The above job requires a Parquet dataset as input. You can use PySpark to extract notes from your CDW and write them to Parquet. In theory, you could run end-to-end with Spark using

docs = edsnlp.data.from_spark(...)

However, this interleaves Spark’s distributed CPU scheduling with the GPU-based inference, often mobilizing many CPUs in an uncoordinated way while documents stream through both PySpark and the GPU workers.

A more robust pattern is to decouple document selection from inference.
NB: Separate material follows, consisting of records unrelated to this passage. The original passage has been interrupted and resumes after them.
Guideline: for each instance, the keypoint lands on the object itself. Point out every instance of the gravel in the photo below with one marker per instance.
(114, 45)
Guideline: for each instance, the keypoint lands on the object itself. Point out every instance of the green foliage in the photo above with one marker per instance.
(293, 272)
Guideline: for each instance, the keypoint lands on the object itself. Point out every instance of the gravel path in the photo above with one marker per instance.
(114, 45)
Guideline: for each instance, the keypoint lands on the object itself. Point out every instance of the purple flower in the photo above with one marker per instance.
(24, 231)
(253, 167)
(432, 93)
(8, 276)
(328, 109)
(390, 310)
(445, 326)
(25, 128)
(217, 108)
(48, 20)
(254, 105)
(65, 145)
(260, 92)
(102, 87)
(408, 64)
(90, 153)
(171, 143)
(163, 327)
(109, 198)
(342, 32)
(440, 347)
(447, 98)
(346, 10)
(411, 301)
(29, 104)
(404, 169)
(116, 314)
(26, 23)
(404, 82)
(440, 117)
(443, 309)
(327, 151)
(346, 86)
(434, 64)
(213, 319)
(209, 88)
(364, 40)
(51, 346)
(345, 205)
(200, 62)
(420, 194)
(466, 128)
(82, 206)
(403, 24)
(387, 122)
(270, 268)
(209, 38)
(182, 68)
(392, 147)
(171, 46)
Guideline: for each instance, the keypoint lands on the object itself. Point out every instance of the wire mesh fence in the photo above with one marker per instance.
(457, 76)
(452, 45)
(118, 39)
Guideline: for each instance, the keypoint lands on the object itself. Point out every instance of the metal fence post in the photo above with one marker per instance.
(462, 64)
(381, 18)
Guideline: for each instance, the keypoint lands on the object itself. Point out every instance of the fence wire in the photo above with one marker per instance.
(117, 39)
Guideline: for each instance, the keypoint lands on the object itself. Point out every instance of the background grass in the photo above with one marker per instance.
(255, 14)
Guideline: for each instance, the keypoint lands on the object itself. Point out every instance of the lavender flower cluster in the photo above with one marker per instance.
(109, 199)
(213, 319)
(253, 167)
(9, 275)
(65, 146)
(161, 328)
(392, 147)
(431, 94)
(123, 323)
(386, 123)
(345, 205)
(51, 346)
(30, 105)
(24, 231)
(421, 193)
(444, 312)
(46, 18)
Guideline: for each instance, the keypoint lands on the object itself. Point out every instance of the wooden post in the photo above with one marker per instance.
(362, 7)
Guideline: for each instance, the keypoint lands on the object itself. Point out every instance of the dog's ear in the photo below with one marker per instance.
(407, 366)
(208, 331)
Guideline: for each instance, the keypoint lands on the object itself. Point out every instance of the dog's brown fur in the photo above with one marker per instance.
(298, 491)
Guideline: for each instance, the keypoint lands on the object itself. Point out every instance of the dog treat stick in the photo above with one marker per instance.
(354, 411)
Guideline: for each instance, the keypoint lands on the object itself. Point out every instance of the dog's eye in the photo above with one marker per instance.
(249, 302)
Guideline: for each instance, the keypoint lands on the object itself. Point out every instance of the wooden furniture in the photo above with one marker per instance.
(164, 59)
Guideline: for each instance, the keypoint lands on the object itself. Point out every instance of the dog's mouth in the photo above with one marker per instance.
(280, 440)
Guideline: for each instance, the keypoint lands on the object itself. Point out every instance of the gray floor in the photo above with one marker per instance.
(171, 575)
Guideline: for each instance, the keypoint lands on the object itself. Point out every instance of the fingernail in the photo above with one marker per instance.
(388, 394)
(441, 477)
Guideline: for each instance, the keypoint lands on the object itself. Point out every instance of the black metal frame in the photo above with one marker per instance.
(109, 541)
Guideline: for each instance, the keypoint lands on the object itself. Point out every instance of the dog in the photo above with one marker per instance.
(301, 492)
In a Spark-enabled notebook or a Spark-submit job:

Extract your input corpus with Spark, write to Parquet (HDFS or S3)

from pyspark.sql import SparkSession

spark = SparkSession.builder.getOrCreate()

note = spark.sql("""
    SELECT note_id, person_id, note_text
    FROM your_database.note
    WHERE note_datetime >= '2024-01-01' and note_text IS NOT NULL
    LIMIT 10000
""")

note.write.mode("overwrite").parquet("hdfs:///user/USERNAME/notes/")

Run the Slurm GPU inference on that Parquet dataset, as in sections above (point your --input_path to the Parquet location and --output_path to a destination Parquet directory).

Load the inference results back into Spark if needed (aggregation, joins, etc.)

note_nlp = spark.read.parquet("hdfs:///user/USERNAME/nlp_results/")
note_nlp.createOrReplaceTempView("note_nlp")

# Example: count entities per label
spark.sql("""
    SELECT label, COUNT(*) AS n
    FROM note_nlp
    GROUP BY label
    ORDER BY n DESC
""").show()

This approach keeps GPU inference scheduling independent of Spark, avoids excessive CPU pressure, and is easier to monitor and reason about.